Example 9.6: HAClient subscription

In this example, the client is a file-backed client, meaning that arriving bookmarks will be stored in a file (aClient.subscribeLog). Storing these bookmarks in a file allows the application to restart the subscription from the last message processed, in the event of either server or client failure.

Tip

For optimum performance, it is critical to discard every message once its processing is complete. If a message is never discarded, it remains in the bookmark store. During re-subscription, HAClient always restarts the bookmark subscription with the oldest undiscarded message, and then filters out any more recent messages that have been discarded. If an old message remains in the store, but is no longer important for the application’s functioning, then the client and the AMPS server will incur unnecessary network, disk, and CPU activity.

The fourth parameter, sub_id, specifies an identifier to be used for this subscription. Passing None causes HAClient to generate one and return it, like most other Client functions. However, if you wish to resume a subscription from a previous point after the application has terminated and restarted, the application must pass the same subscription ID as during its previous run. Passing a different subscription ID bypasses any recovery mechanisms, creating an entirely new subscription. When you use an existing subscription ID, the HAClient locates the last-used bookmark for that subscription in the local store, and attempts to re-subscribe from that point.

  • Client.Bookmarks.NOW specifies that the subscription should begin from the moment the server receives the subscription request. This results in the same messages being delivered as if you had invoked subscribe() instead, except that the messages will be accompanied by bookmarks. This is also the behavior that results if you supply an invalid bookmark.
  • Client.Bookmarks.EPOCH specifies that the subscription should begin from the beginning of the AMPS transaction log (that is, the first entry in the oldest journal file for the transaction log).
  • Client.Bookmarks.MOST_RECENT specifies that the subscription should begin from the last-used message in the associated BookmarkStore. Alternatively, if this subscription has not been seen before, it instructs the subscription to begin with EPOCH. This is the most common value for this parameter, and is the value used in the preceding example. By using MOST_RECENT, the application automatically resumes from wherever the subscription left off, taking into account any messages that have already been processed and discarded.

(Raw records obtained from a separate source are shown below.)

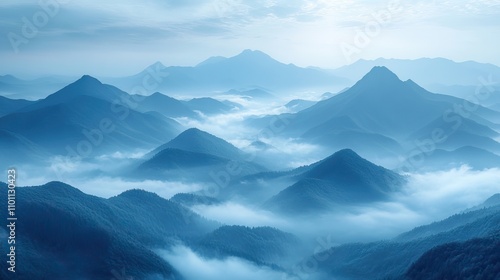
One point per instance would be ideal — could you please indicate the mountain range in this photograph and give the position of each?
(66, 232)
(85, 118)
(423, 253)
(196, 155)
(250, 68)
(342, 178)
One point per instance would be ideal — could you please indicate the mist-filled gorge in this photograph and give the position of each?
(191, 146)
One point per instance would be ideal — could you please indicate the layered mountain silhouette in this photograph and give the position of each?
(8, 106)
(196, 140)
(62, 231)
(166, 105)
(473, 157)
(196, 155)
(426, 71)
(342, 178)
(262, 245)
(190, 199)
(210, 106)
(250, 68)
(87, 118)
(398, 257)
(14, 87)
(382, 116)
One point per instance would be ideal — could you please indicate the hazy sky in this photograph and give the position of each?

When the HAClient re-subscribes after a disconnection and reconnection, it always uses MOST_RECENT, ensuring that the continued subscription always begins from the last message used before the disconnect, so that no messages are missed.

Conclusion

With only a few changes, most AMPS applications can take advantage of the HAClient and associated classes to become more highly-available and resilient. Using the PublishStore, publishers can ensure that every message published has actually been persisted by AMPS. Using BookmarkStore, subscribers can make sure that there are no gaps or duplicates in the messages received. HAClient makes both kinds of applications more resilient to network and server outages and temporary issues, and, by using the file based HAClient, clients can recover their state after an unexpected termination or crash. Though HAClient provides useful defaults for the Store, BookmarkStore, SubscriptionManager, and ServerChooser, you can customize any or all of these to the specific needs of your application and architecture.